= Emblem of Tel Aviv-Yafo =

Coat of arms of Israeli city

Coat of arms of Tel Aviv

The coat of arms of Tel Aviv is an official emblem of the Israeli city of Tel Aviv-Yafo.

==History==
In 1934, on the 25th anniversary of the founding of the city, the authorities decided to create their own coat of arms for the city. The competition of submitted works was won by Nachum Gutman. His project contained characteristic motifs of the city and emphasized the connection with Theodor Herzel.

==Description==
Seven stars refer to Herzel's plan to establish a 7-hour working day. The lighthouse in the center of the logo refers to the old port of Tel Aviv, which for many years served as a gateway to the country for thousands of immigrants.

Flag of Tel Aviv

The inscription in the coat of arms comes from the Book of Jeremiah 31:4.
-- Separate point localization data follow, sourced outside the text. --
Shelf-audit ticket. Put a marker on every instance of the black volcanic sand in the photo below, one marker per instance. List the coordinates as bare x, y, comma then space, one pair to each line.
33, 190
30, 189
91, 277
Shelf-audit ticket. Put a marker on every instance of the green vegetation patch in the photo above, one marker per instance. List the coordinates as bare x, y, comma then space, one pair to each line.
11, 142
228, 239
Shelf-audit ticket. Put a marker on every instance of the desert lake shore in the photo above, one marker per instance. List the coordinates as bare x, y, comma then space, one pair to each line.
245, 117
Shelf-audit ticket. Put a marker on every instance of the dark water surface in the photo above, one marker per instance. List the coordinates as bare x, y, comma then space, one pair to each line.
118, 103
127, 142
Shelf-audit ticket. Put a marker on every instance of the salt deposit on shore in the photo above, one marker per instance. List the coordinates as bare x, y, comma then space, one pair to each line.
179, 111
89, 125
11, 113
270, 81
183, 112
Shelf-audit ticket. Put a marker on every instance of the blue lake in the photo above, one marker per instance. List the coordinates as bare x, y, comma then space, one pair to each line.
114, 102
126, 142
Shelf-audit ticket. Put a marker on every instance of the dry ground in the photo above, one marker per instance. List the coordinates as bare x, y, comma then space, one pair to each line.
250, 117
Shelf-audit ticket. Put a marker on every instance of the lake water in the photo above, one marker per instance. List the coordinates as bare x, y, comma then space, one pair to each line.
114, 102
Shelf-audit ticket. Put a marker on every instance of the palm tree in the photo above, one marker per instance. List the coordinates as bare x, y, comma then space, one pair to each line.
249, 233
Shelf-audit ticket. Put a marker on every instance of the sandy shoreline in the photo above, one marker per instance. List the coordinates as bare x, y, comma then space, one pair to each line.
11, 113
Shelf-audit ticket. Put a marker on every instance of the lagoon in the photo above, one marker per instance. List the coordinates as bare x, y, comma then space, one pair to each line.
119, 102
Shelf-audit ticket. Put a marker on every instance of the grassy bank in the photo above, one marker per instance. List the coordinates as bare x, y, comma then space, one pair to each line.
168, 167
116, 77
I will build you up again, and you, Virgin Israel, will be rebuilt.

In 1959, on the occasion of Tel Aviv's 50th anniversary, the appearance of the coat of arms was revised. A canopy in the shape of residential buildings was added, which suggests a huge expansion of the city.

==Flag==
The municipal flag of Tel Aviv-Yafo is based on the flag of Israel. It features two horizontal blue stripes reminiscent of the tallit (the Jewish prayer shawl). In the center is Tel Aviv-Yafo's municipal emblem. A vertical variant is sometimes used during ceremonial functions.